Students at Lees Brook Academy are helping to tackle bullying after receiving training through a national scheme set up in the memory of Princess Diana.

More than 12 students have received their Anti-Bullying Ambassador badges under The Diana Awards and are already helping fellow students.

Riley Sheehan, 16, wanted to get involved because of the legacy of Diana.

“I really admired Princess Diana’s morals and values, she respected everyone and wanted equality. I want to create that safe space in school and make sure everyone feels they belong somewhere which is why I got involved.”

Riley, like many of the other ambassadors, has already been approached by fellow students seeking advice and support.

 “I feel proud to be able to look back on this and reflect how I have possibly made a change in school,” she said.

Zoe Fowkes, 16, said she liked the fact they were able to receive training in different areas of bullying.

“We have been able to focus on certain areas of bulling different types, we’ve looked at some racial aspects and also on mental health.”

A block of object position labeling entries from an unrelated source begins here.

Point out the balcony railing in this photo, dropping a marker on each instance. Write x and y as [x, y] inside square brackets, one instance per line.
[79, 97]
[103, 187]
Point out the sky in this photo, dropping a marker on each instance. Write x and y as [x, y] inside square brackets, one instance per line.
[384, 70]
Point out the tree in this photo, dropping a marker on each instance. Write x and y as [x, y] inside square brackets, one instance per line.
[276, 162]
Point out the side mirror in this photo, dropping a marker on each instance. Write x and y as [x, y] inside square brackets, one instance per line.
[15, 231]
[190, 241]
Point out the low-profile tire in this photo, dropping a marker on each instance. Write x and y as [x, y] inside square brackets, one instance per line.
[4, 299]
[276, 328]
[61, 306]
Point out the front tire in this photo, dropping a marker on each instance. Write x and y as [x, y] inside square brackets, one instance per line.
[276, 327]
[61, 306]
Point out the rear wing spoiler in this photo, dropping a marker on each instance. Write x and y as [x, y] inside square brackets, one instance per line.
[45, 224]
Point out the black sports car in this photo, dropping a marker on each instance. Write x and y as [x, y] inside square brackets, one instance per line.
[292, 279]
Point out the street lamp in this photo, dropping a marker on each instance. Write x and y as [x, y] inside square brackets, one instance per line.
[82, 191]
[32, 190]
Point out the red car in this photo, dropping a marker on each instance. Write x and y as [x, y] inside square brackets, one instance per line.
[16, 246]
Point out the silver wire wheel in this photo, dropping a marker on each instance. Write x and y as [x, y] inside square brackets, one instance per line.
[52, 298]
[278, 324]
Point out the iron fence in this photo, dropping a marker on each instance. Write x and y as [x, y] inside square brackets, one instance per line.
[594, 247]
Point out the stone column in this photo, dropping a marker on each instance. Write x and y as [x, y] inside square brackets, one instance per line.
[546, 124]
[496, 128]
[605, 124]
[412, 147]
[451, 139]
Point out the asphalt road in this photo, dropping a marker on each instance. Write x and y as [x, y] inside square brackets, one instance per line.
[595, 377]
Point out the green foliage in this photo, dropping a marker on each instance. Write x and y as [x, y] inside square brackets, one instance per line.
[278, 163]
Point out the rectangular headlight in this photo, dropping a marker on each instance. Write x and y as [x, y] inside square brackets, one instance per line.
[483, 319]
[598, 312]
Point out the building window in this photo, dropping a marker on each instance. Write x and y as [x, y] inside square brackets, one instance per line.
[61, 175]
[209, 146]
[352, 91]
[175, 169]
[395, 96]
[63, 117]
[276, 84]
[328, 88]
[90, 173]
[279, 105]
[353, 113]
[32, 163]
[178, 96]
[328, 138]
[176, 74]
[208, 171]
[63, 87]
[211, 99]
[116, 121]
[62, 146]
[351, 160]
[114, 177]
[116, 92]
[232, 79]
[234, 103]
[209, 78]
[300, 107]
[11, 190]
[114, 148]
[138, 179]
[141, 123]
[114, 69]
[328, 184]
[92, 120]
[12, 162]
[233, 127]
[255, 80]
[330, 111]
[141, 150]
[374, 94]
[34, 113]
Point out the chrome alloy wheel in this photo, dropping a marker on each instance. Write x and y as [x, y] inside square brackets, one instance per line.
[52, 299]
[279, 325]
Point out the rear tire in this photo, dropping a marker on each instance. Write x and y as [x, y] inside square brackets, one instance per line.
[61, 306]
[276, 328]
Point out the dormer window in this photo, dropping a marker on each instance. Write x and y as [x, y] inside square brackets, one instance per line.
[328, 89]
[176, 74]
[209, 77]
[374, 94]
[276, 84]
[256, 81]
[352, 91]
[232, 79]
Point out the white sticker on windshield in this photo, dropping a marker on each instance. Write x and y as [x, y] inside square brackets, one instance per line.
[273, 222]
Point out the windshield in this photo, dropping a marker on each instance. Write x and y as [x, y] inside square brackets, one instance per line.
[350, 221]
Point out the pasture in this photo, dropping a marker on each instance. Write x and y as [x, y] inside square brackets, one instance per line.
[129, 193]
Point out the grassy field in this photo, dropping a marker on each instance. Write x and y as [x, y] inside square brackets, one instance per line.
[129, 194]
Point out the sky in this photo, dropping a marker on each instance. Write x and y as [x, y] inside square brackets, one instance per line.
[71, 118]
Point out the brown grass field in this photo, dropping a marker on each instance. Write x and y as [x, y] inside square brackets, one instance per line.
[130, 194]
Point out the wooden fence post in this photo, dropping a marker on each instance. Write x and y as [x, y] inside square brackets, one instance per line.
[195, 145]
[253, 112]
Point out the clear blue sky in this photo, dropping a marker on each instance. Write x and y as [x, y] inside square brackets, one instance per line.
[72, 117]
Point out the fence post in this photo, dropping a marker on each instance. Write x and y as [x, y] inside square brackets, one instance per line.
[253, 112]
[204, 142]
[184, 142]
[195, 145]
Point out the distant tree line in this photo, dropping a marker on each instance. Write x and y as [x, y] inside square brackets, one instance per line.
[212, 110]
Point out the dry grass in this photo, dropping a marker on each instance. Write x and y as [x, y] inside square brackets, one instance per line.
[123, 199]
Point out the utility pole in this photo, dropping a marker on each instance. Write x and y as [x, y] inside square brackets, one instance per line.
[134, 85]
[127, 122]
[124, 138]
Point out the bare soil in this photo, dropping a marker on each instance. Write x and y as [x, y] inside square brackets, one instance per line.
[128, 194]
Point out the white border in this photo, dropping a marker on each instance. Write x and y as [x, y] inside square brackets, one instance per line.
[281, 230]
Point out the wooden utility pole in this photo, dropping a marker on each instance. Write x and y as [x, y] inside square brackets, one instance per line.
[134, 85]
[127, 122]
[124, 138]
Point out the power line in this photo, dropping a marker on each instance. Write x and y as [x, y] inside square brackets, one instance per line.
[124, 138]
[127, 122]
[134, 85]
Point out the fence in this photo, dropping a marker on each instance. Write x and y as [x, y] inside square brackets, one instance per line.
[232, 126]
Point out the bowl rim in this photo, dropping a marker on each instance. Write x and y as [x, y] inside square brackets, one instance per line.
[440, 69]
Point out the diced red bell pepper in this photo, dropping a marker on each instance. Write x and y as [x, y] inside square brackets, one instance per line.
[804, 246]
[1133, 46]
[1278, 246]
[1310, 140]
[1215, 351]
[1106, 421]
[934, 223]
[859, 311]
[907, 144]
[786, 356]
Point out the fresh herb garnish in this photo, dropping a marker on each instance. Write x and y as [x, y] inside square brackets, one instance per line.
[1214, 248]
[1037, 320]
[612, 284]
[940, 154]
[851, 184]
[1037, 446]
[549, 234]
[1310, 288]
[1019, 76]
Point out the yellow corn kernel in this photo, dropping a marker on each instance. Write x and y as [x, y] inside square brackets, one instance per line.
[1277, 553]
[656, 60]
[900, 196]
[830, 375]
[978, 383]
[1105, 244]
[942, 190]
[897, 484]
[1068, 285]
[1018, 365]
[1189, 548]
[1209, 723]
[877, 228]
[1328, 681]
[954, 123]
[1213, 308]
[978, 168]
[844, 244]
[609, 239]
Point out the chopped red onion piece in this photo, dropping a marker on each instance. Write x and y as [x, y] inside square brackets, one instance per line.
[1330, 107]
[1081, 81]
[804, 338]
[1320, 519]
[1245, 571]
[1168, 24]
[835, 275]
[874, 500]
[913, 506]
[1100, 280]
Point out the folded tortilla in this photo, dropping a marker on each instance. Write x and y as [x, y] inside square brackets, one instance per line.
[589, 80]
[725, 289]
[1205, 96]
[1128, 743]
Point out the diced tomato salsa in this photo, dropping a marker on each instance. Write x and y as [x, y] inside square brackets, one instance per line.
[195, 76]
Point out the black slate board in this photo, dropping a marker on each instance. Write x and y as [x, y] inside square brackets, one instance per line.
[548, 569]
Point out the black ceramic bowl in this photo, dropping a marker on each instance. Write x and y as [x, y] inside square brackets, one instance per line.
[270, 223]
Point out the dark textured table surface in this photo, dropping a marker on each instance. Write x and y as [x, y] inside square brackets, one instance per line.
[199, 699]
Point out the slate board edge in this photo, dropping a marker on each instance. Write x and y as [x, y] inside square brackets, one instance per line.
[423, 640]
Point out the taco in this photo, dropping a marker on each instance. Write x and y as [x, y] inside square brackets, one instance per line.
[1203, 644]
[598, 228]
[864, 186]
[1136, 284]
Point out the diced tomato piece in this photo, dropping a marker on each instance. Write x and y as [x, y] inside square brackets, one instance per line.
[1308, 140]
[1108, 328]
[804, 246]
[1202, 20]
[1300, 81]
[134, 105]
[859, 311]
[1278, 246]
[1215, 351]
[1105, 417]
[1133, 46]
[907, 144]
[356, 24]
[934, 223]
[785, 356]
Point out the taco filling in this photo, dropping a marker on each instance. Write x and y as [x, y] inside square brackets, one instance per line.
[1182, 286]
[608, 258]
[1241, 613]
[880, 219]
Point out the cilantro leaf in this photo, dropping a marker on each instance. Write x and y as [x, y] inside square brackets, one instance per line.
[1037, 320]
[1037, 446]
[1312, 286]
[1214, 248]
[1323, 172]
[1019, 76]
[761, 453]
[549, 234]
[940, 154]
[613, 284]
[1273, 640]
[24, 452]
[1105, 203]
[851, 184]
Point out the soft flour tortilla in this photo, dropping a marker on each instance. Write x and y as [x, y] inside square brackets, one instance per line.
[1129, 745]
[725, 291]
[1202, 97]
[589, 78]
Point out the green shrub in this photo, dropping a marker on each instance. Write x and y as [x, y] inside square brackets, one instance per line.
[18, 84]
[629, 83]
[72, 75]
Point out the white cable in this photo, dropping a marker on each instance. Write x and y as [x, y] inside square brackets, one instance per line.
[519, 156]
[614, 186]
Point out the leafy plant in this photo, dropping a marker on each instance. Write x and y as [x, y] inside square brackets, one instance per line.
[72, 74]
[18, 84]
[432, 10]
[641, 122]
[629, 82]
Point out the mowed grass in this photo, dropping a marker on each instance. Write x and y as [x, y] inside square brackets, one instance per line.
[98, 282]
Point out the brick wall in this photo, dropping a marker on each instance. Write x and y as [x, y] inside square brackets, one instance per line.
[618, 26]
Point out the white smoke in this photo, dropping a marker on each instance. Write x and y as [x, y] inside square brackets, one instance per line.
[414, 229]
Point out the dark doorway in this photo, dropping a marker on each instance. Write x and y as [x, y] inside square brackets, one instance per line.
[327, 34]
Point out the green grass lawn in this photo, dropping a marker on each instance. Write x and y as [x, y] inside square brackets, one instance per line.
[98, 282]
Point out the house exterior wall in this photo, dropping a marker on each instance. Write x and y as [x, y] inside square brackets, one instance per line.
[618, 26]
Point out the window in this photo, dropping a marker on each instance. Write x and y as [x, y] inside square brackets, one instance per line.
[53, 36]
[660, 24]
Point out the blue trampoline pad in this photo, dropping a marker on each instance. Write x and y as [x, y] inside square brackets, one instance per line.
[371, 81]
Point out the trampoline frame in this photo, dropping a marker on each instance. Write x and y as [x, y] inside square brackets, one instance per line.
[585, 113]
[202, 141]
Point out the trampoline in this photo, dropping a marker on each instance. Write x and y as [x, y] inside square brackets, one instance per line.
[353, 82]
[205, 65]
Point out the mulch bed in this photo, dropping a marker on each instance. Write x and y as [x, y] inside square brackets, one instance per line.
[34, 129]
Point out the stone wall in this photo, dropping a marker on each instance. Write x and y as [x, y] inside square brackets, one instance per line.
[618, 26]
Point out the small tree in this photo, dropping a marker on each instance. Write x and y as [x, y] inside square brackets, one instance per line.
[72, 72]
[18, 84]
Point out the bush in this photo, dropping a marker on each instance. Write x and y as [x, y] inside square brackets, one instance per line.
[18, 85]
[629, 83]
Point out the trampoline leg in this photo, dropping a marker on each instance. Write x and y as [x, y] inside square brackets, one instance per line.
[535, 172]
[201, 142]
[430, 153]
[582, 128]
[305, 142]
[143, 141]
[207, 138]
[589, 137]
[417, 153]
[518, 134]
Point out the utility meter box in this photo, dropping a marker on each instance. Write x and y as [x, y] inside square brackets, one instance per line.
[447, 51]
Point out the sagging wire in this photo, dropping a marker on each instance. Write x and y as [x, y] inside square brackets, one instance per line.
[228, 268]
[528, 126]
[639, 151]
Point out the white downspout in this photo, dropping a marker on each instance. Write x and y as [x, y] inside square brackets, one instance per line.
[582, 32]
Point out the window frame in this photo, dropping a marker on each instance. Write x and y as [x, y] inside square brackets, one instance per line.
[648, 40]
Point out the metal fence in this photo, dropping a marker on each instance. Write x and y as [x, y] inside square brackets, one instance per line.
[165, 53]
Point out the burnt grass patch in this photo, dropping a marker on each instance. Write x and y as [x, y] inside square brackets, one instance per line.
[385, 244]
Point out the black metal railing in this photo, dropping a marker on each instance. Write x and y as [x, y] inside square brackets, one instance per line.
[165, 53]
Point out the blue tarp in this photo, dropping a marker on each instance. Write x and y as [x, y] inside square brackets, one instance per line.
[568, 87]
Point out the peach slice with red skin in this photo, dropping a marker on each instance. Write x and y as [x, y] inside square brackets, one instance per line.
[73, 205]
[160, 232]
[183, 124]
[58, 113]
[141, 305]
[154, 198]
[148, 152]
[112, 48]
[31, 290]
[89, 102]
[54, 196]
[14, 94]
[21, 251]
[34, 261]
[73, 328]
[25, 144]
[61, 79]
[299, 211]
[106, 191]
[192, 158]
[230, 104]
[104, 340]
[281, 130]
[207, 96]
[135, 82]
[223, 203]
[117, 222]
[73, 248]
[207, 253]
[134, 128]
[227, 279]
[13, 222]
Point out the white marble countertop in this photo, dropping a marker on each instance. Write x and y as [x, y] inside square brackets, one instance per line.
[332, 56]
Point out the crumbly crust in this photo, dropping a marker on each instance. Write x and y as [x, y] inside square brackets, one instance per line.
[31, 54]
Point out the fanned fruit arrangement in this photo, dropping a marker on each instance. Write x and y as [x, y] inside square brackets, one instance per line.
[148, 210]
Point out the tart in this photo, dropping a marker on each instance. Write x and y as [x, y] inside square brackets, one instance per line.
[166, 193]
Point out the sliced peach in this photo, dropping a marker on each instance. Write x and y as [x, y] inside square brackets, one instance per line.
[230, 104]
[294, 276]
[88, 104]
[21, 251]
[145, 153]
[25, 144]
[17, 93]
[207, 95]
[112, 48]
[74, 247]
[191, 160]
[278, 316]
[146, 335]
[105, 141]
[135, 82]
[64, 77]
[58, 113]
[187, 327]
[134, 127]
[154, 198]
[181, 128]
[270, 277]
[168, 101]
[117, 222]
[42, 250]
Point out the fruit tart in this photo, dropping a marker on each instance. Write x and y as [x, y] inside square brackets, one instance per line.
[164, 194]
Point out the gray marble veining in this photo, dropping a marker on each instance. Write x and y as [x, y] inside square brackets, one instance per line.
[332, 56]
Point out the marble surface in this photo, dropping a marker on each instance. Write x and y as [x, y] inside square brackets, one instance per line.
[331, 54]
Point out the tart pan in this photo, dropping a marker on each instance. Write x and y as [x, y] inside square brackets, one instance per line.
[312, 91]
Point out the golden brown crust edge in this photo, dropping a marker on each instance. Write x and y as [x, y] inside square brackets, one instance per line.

Riley Mann, 11, said he felt his experience of bullying at previous schools was helping him be relatable to other students.

“What I noticed from the schools that I’d been to before was that I experienced an amount of bullying, teachers wouldn’t really help as they were too busy and I had to resolve it on my own. So, I have first-hand experience of bullying and when I came here to Lees Brook and heard about this, I knew I had to join in so I could help other people.”

As well as giving support to other students, Riley said he had also been helped by being an anti-bullying ambassador.

“At the start of the year I was not confident. I thought ‘I can’t do this’, but since doing this award I know that it’s helped boost my confidence.”

Kieran Newsome, 14, said he felt sharing experiences helped both the ambassadors and students they are supporting.

“It is quite helpful knowing you are not the only person who has dealt with bullying,” he said.

Nicola Moore, who is a mental health lead at the school, has been supporting the students through their training and said the awards have really helped to formalise the work they were already doing in school.

“We have a brilliant group of students here who want to help other people,” she said.

“Quite often students are more likely to open up to other students about what they are experiencing as they may feel they can understand or relate to them more so having anti-bullying ambassadors is really important. We did do quite a lot of this advocacy work with students before, but having the training and the official Diana Award helps to formalise that which is fantastic for the students.”

Under Anti-bullying part of The Diana Award, students can earn other badges for training and work in various areas include respect, wellbeing, online safety and community action.

Principal Clare Watson congratulated the students and invited them for a breakfast with her, at which they were presented with their certificates and first anti-bullying pin badges.

“It is vital to ensure that we equip our students with the skills to deal with bullying with authority and confidence. We are really proud of the work our students do here at Lees Brook to ensure that every child has a positive experience of school life.”